Gallery: Naturally Daylit Guangzhou South Railway Station is a Critical...

 
With an expected 300,000 passengers by 2030, the station has to quickly and easily be able to direct and move a lot of people through its halls.

Inspired by modern airport layouts, TFP Farrells adopted a vertical organization strategy in order to maximize space and provide a clearer passenger flow. The departures concourse is on the top level, while the platforms are below on the middle level. Below that, on the ground floor is the arrivals hall, which provides easy access to other forms of transport including the five metro lines housed in the basement levels. With an expected 300,000 passengers by 2030, the station has to quickly and easily be able to direct and move a lot of people through its halls. Clear signage, wide open spaces and lots of bright light will aid in that endeavor.

The design team also worked to reduce the station’s environmental impact and this is most apparent in their use of natural daylighting, which reduces the electric load and improves the interior environment for the passenger. A central skylight spine running parallel with the tracks floods the concourse area with natural light, while the roof is made with ETFE and can be adjusted according to weather conditions. Parallel with the tracks area, a series of barrel vaulted roofs reminiscent of banana leaves allow more natural daylighting in on the sides. Only the concourse area is enclosed, which minimizes the need for air conditioned spaces. The ends of the tracks are open allowing natural ventilation to freely flow through the space and a system of photovoltaics generates power for the station.
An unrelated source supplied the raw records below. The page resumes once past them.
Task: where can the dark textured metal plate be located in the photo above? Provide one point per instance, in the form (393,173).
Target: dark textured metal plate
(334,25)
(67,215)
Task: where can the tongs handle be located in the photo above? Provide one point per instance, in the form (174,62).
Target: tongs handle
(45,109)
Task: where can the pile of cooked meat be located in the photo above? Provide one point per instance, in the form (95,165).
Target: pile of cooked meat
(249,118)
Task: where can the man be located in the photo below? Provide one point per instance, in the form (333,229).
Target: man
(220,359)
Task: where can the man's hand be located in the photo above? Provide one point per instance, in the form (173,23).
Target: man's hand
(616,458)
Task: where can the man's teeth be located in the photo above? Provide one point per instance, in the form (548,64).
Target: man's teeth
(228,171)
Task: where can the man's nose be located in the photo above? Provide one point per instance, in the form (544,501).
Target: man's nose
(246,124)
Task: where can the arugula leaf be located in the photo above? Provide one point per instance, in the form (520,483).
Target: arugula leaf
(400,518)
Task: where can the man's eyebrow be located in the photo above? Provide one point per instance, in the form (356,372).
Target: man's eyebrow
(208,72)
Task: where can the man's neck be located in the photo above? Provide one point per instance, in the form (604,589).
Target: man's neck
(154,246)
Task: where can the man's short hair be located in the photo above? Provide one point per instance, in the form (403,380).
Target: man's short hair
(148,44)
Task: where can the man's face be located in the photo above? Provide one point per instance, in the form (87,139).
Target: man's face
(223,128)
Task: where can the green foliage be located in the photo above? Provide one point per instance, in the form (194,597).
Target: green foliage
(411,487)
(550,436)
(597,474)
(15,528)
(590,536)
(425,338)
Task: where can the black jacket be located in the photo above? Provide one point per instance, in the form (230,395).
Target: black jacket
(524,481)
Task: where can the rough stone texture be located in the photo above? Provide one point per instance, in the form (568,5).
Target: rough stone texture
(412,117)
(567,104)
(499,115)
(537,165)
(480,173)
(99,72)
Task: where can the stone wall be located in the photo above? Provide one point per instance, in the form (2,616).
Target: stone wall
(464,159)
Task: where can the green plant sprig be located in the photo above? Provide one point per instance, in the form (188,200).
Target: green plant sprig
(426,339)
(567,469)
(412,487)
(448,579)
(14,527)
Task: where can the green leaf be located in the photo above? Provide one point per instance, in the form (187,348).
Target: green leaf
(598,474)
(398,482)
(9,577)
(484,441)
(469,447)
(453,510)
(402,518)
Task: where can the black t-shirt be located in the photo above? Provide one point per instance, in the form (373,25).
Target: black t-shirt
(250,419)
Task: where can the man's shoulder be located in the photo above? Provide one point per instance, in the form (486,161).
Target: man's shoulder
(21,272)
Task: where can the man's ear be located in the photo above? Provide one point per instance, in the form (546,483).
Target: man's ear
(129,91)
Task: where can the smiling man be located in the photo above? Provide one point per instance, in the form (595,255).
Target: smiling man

The train station’s layout was also decided upon based on the fact that it is actually located in a sensitive wetlands area. Apparently, they couldn’t place the station anywhere else, but they attempted to minimize their impact by building vertically to reduce the footprint. Additionally, the ground floor serves as a pedestrian transit corridor to cross the tracks and connect both halves of the city. TFP Farrells collaborated with the Fourth Railway Survey and Design Institute and the Beijing Institute of Architectural Design (BIAD) and completed the station in 2010.The local government expects that the station will vastly increase the use of public transport to a point where 80% of the journeys in the area will be made via public means, while only 20% will be via private car. And that perhaps is the greatest environmental strategy of them all.